Hi there, had a question on assignment week-2. train_x and test_x are derived by dividing with maximum value i.e. 255. The comment in jupyter notebook says it is standardization. Isnt this normalization ? I mean the minimum value of a pixel in 64x64x3 is 0. So it is basically (x-min)/(max-min) which is normalization as far as i know.
Standardization is with respect to zero mean correct ?
The term “standardise you dataset” is not used as to perform standardisation on the data, but more like, “have your dataset in some sort of standard form”. This can be seen in the markdown, where it is mentioned (former part of the sentence), where it is mentioned, One common preprocessing step in machine learning is to center and standardize your dataset, meaning that you substract the mean of the whole numpy array from each example, and then divide each example by the standard deviation of the whole numpy array.
But the latter half, the important one to note for this particular case, as it is being done in the assignment is, But for picture datasets, it is simpler and more convenient and works almost as well to just divide every row of the dataset by 255 (the maximum value of a pixel channel).

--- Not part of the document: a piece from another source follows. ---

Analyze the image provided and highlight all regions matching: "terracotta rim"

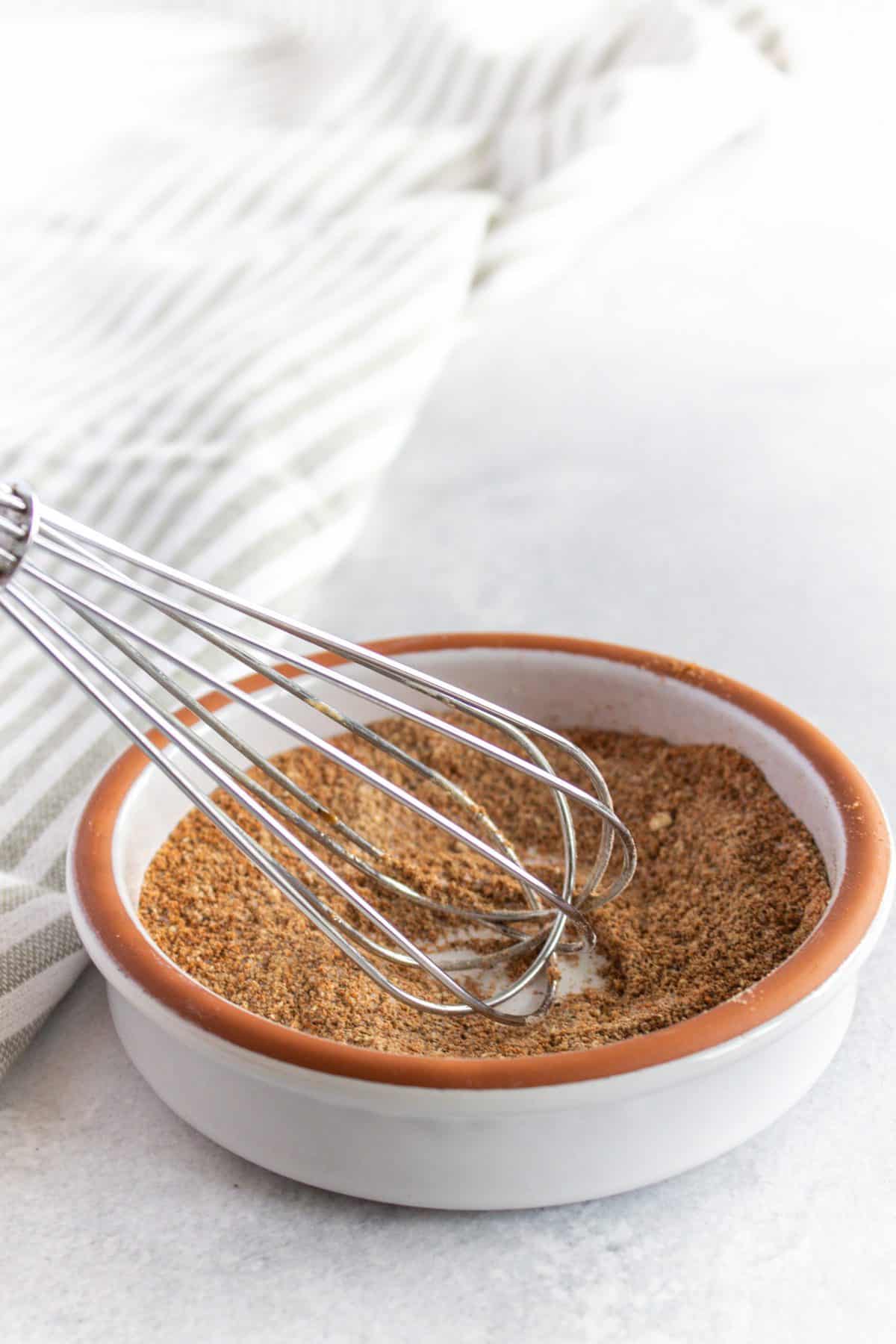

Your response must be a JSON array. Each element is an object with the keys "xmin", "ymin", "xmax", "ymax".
[{"xmin": 72, "ymin": 635, "xmax": 889, "ymax": 1089}]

Or to state Mubsi’s point in a slightly different way:
When people say “normalization”, that term is usually reserved for “mean normalization”. But for image inputs, the pixel color values are unsigned 8 bit integers with a range 0 - 255. For image data, it is simpler and more effective to simply divide all the pixel color values by 255, which then gives floating point values in the range 0. to 1. Image processing algorithms and rendering algorithms also handle “scaled” images in that form as one of the standard image representations. It’s cheap to compute and gives good behavior, so that is one of the common methods of preparing image data for use with DL algorithms. The term “standardization” is used for this method to distinguish it from “normalization”.